The economic data reinforces a broader pattern. Labour productivity fell 0.6 per cent in 2024-25, with multifactor productivity also declining. Headline GDP growth is propped up by population expansion, while GDP per capita – and therefore living standards – has stagnated. As Australians feel in their pockets, resource wealth is not translating into productivity gains or value-added industry.

This is not accidental. It is the predictable result of a system geared toward short-term management: reactive energy policy, slow approvals, and a reliance on migration to offset structural weaknesses rather than address them. Investment is deterred by volatility. Projects stall in process. Strategy is replaced by sequencing announcements.

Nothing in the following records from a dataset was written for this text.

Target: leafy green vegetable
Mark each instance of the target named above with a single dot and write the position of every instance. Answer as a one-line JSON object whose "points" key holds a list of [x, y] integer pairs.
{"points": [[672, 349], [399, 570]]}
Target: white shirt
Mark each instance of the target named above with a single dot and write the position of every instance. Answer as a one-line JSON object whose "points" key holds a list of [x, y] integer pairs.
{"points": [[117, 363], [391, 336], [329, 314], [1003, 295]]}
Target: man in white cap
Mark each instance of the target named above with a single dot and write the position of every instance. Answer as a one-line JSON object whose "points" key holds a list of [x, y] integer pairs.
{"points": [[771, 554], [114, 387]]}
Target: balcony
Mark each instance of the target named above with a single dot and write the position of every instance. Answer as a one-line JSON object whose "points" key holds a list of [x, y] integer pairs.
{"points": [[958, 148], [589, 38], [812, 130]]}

Meanwhile, larger economies are building the architecture of the future: secure supply chains, scaled processing, advanced recycling, firm power for industry, and emerging technologies from space to fusion. Australia continues to supply the inputs while others innovate them.

The pattern is becoming harder to ignore. We have the resources, the capital, and the strategic position. What we lack is the political courage to convert those advantages into capability, instead of hyper-focus on the transition.

Embarrassment, at least, has its uses. It clarifies the gap between potential and performance. The evidence is already visible in idled plants, thin fuel buffers, and missed opportunities across space, helium-3 and fusion.

The question is whether that gap becomes politically significant enough to force action before it becomes economically and culturally entrenched.